# Keyness Metrics (for Lemmatized Corpora)

Setup...

In [None]:
from src.corpus import Corpus, FrequencyCorpus
from src.metrics import keyness
from src.corpus_creation import document_retriever as dr
import pathlib
import json
import pandas as pd

%load_ext autoreload
%autoreload 2

Loading the data...

Put the path to your corpus in the variable `CORPUSDIR`.

I assume that the data is a set of json files, each containing a list of lemmata under the key 'lemmas'.
If you have a different format, you need to adjust the code accordingly. The result should be a list of lists of lemmata.

In [None]:
# Put the path to the directory containing the corpus files here
CORPUSDIR = '/home/brunobrocai/Data/MoWiKo/Paper-themKorp/full'

files = pathlib.Path(CORPUSDIR).iterdir()
docs = []
metadata = []
for file in files:
    with open(file, 'r') as f:
        doc = json.load(f)
        docs.append(doc['lemmas'])
        metadata.append({'h1': doc['h1'], 'url': doc['url']})
corpus = Corpus(docs, metadata)

Now, let's create two subcorpora:

1. STUDY CORPUS: All documents containing the word 'KI' or the 2-gram 'künstlich Intelligenz' at least once (You could of course also use different search terms or increase the number of hits needed to include a document.)
2. REFERENCE CORPUS: All other documents. (Here, you could also use a completely different corpus, e.g. Leipzig Corpora).

In [None]:
hits = dr.match_wordlist(
    corpus, ['KI', ('künstlich', 'Intelligenz'),], min=1
)

study_corpus = dr.corpus_from_found(
    hits, source_corpus=corpus,
    goal_corpus='FrequencyCorpus'
)
reference_corpus = dr.corpus_from_notfound(
    hits, source_corpus=corpus,
    goal_corpus='FrequencyCorpus'
)

Now, for every word in our study corpus, we calculate its keyness score. You can use different metrics here:

1. Statistical Significance:
    + Log-Likelihood (according to Chi-Square)
    + Log-Ratio (according to Rayson)
2. Effect size:
    + Odds Ratio
    + Percentage Difference

More to come...!

In [None]:
keynesses = {}
for word in study_corpus.get_unigrams():
    contingency_table = keyness.corpus_to_contingency(
        word, study_corpus, reference_corpus
    )
    keynesses[word] = keyness.log_likelihood_scipy(contingency_table)

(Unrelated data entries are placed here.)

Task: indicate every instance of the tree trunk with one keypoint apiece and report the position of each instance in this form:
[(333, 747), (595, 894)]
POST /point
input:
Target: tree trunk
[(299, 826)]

df = pd.DataFrame(keynesses.items(), columns=['Word', 'LL'])
df = df.sort_values(by='LL', ascending=False)

Filter the results with a minimum keyness and take only the top n results.

In [None]:
filtered_df = df[df['LL'] > 2.0]

# top-50
filtered_df = filtered_df.head(50)
filtered_df

Now, we can use the list of keywords to create our thematic corpus...

In [None]:
found_docs = dr.match_wordlist(
    corpus, filtered_df['Word'].tolist(), min=2
)
created_corpus = dr.corpus_from_found(
    found_docs, source_corpus=corpus,
    goal_corpus='Corpus'
)

for _, meta in created_corpus:
    print(meta['h1'])
    print(meta['url'])